Translational and rotational diffusion are corrected for direct interparticle interactions described by the structure factor \(S(Q)\) and hydrodynamic interactions within the hydrodynamic function \(H(Q)\) as \(D_t(Q) = D_{t,0} H(Q)/S(Q)\) and \(D_r = D_{r.0}H_r\).

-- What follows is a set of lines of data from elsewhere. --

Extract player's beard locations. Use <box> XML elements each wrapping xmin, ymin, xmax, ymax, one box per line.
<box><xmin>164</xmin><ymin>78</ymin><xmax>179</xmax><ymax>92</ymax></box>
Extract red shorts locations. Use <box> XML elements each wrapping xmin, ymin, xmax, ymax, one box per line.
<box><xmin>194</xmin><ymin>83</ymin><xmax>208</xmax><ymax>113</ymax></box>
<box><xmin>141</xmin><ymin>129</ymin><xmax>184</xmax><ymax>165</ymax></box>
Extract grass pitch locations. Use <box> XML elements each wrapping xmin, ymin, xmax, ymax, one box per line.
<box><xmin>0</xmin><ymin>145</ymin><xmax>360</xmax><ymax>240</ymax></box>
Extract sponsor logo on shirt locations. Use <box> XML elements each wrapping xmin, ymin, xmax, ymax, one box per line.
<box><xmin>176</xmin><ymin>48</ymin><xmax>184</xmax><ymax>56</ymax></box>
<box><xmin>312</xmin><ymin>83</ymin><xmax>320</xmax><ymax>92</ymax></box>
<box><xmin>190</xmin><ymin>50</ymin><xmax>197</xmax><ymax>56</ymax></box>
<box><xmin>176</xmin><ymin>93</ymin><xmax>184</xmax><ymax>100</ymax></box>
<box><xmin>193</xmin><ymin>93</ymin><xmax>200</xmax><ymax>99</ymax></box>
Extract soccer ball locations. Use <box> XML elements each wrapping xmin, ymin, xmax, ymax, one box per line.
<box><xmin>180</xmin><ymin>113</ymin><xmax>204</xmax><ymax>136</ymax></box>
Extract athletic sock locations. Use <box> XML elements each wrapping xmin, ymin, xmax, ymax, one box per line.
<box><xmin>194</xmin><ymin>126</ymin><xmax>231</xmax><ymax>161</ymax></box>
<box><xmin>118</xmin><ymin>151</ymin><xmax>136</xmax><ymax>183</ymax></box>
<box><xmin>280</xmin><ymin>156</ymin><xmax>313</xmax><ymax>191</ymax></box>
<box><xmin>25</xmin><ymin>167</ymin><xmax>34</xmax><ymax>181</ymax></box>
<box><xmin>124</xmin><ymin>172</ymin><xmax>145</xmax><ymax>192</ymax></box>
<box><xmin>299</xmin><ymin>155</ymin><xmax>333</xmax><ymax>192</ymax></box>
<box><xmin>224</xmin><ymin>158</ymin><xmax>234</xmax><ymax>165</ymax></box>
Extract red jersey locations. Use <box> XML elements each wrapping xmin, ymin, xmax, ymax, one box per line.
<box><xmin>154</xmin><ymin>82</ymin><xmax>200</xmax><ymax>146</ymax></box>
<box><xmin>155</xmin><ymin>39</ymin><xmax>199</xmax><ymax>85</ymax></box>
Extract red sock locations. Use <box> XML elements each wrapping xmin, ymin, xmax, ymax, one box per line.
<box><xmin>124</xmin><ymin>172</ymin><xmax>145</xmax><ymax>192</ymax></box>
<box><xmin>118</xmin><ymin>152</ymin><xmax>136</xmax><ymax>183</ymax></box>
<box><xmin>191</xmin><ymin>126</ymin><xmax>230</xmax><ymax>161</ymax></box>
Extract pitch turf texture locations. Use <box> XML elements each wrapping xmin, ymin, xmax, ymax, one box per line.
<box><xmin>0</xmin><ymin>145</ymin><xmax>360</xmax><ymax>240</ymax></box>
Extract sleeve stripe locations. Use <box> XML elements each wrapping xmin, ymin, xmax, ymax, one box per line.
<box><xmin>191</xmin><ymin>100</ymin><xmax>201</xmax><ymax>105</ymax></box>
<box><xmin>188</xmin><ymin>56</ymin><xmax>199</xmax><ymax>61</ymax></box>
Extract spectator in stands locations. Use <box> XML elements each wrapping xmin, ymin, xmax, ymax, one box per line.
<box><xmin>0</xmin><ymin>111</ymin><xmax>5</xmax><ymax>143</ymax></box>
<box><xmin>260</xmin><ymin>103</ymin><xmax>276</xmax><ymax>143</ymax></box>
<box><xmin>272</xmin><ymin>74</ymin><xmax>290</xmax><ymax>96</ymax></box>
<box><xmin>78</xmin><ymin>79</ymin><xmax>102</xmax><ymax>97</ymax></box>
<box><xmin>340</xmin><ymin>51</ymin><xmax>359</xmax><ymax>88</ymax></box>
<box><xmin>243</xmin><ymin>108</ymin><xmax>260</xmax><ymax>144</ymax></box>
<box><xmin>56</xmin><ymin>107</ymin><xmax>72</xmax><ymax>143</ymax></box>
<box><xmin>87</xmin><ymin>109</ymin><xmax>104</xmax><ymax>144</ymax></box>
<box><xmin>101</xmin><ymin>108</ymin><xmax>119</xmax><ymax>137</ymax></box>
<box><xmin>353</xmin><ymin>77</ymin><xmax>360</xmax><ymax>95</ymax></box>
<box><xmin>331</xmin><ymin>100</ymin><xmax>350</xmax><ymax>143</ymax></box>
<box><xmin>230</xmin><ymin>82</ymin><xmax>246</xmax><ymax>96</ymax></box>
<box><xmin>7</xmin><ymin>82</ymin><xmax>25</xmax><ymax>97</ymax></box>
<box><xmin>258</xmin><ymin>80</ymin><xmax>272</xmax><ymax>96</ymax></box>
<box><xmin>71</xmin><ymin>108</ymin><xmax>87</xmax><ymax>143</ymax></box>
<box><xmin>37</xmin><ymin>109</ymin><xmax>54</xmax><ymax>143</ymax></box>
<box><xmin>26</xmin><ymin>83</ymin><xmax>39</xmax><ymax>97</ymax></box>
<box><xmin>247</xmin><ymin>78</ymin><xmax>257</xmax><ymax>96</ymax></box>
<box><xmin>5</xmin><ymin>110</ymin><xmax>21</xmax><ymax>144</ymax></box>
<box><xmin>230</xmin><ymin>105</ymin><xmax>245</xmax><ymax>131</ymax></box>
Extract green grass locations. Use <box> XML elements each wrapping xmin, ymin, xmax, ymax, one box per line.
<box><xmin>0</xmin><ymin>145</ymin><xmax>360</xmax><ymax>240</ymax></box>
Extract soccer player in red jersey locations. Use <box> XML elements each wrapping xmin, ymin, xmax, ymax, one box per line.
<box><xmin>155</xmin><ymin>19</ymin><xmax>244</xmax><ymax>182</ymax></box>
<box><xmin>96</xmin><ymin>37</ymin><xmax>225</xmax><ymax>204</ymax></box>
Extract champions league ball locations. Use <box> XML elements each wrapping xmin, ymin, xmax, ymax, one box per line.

The intermediate scattering function \(F(Q)\) assuming dynamic decoupling with translational/rotational and domain motions is

\[F(Q,t) = F_{t,r}(Q,t) * F_a(Q,t)\]

trans/rot diffusion contribution

\[F_{t,r}(Q,t) = e^{-D_{t}Q^2t}\sum_l S_l(Q)e^{-l(l+1)D_{r}t}\]
normal mode contributions

\[\begin{split}F_a(Q,t) &= \frac{F(Q) + \sum_{\alpha} e^{-\lambda_{\alpha} t} P_{\alpha}(Q)}{[F(Q) + \\ \sum_{\alpha} P_{\alpha}(Q)]} &= (1-A(Q)) + A(Q) e^{-\lambda t}\end{split}\]

with with common relaxation rate \(\lambda\) and \(A(Q) = \frac{\sum_{\alpha} P_{\alpha}(Q)}{[F(Q) + \sum_{\alpha} P_{\alpha}(Q)]}\)

We can also use the Ornstein-Uhlenbeck like relaxation intScatFuncOU() for \(F_a(Q,t)\) that allows description within internal friction in the protein. The above description corresponds to a small displacement approximation of the Ornstein-Uhlenbeck process.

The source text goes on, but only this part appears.